Я не хотела брать. Мне пришлось. Я должна была остаться с ним. Мне было пора. Я поцеловала его и почувствовала, как он напрягся.
– Простите, – извинилась я за нежеланный поцелуй, за все: мою грубость, невозможность остаться. Я уносила тяжкую вину по бетонной дорожке, назад на пустые улицы Пэйнхема, где наконец, задыхаясь, в панике, я дошла до автозаправки, и там, в грязном офисе, с дверью, измазанной жирными пальцами, обнаружила свою фотографию на стене, и толстая, вся в масляных пятнах женщина рада была довезти меня до старта. Затем она поцеловала меня, и я совсем не возражала.

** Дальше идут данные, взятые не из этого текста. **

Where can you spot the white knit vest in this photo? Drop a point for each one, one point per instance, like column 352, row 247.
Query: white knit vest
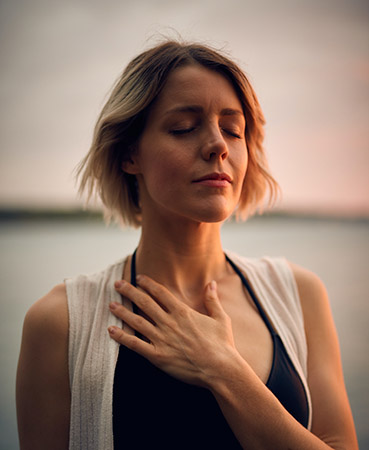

Где бы он ни плавал: по Атлантике, северу Тихого океана, Берингову морю, – когда приходит время покинуть великие океаны и возвращаться домой метать икру, лосось способен найти дорогу назад к реке, в которой он родился. Считается, что он использует магниторецепцию (Он выходит вперед), чтобы определить местоположение своей реки, и когда он уже почти подплыл к ней, то переключается на обоняние, чтобы найти устье и затем район нереста, где был зачат. (Слушатели, заткните уши.) Даже бактерии могут обладать этой магической способностью превращаться в активные живые карты. В этих случаях бактерия демонстрирует поведенческий феномен, известный как магнитотаксис, при котором она ориентируется по магнитным полям Земли. (А вам нечего терять, кроме кашля курильщика.)

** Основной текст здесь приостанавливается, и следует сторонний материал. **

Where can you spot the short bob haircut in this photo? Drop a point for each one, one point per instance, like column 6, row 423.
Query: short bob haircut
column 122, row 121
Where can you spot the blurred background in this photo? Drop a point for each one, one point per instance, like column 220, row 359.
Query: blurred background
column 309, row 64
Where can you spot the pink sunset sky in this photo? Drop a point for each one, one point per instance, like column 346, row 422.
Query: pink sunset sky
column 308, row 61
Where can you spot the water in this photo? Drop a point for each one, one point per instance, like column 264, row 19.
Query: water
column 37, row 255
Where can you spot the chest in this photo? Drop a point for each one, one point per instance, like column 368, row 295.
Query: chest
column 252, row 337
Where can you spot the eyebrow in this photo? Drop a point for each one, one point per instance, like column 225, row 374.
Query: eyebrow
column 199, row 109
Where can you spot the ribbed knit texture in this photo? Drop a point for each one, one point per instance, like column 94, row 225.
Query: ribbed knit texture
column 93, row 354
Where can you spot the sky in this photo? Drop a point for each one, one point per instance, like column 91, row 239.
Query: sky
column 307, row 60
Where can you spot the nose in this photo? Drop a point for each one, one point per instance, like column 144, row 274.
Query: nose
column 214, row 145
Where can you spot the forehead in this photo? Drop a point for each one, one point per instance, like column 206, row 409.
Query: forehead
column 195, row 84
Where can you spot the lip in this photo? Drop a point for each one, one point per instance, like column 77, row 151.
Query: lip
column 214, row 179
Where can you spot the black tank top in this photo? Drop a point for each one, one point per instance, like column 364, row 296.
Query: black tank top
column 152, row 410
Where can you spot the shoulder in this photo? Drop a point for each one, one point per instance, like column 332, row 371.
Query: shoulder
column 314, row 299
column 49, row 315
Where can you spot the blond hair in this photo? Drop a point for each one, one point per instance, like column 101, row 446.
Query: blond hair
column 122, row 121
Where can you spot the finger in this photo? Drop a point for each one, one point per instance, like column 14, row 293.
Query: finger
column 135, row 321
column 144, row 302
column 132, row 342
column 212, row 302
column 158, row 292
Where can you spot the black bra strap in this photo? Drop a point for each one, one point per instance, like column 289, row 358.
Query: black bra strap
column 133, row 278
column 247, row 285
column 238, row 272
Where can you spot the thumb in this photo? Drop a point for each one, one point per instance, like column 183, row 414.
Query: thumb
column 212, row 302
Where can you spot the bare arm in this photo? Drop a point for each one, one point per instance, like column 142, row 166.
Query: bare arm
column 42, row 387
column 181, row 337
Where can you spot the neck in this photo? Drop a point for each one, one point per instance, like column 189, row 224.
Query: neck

Разумно предположить, что Штурман Баххубер имел капельку магнитотаксиса в своих костях, но мой опыт предполагает обратное. Ибо я был случайно доставлен на мое место нереста и не видел, не обонял и не чувствовал его. Я понятия не имел об этом. Я был раздражен и обеспокоен этими уверенными отсылками к моей расе. Я боялся Картера и его рома. Опасался одиночества, пыли и грязи, разбитых красных дорог, начинающихся из зарослей спинифекса и акации, и кипящей почвы. Огромный дизельный генератор стучал всю мою первую ночь. Собаки никак не затыкались. Я крутился и вертелся, и комары кусали меня, и желудок бурлил, и я паниковал, что просплю и упущу свою поездку со школьным инспектором на «моррисе-майноре». Это не обсуждалось. Таков изъян в моем человечьем замесе – вечно бежать.

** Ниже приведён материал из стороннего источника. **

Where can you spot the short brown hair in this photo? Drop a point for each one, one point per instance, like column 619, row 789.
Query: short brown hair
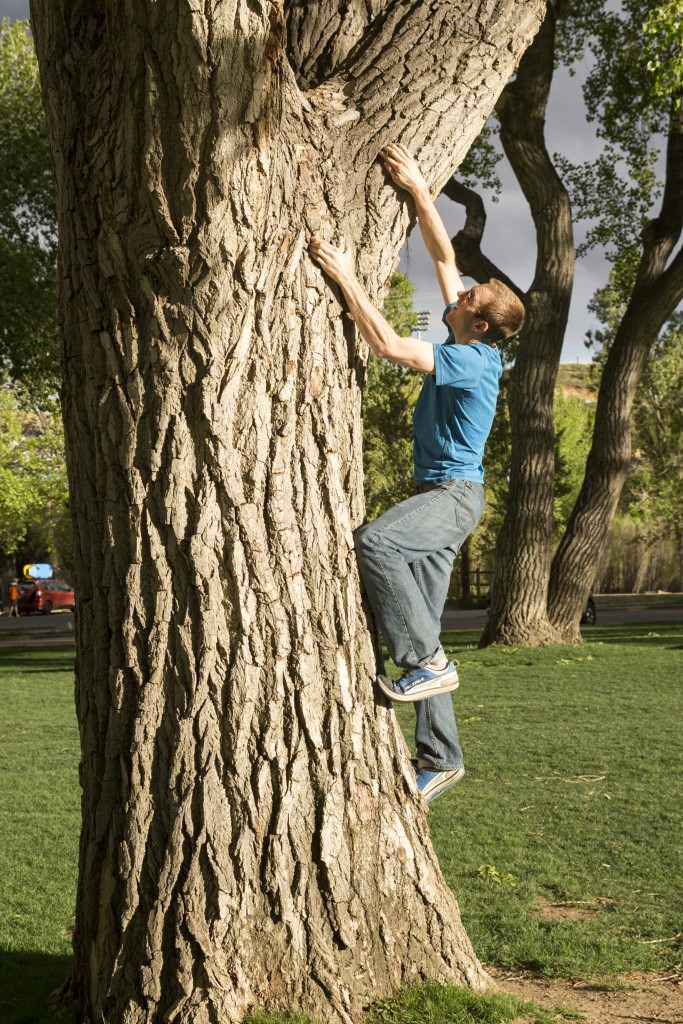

Но я не стану снова преподавать, по крайней мере не здесь, где меня будут держать в пыльной глинобитной «учительской резиденции», развалине первопроходцев с гофрированной крышей, наброшенной на обветренные стены. Дурных планов была уйма, но ни один не помог бы прогнать запах какой-то дохлой или подыхающей твари, змеи, наверно. Кто-то гневно кричал в ночи, затем какой-то дикий зверь царапал стену. Конечно, я хотел убежать.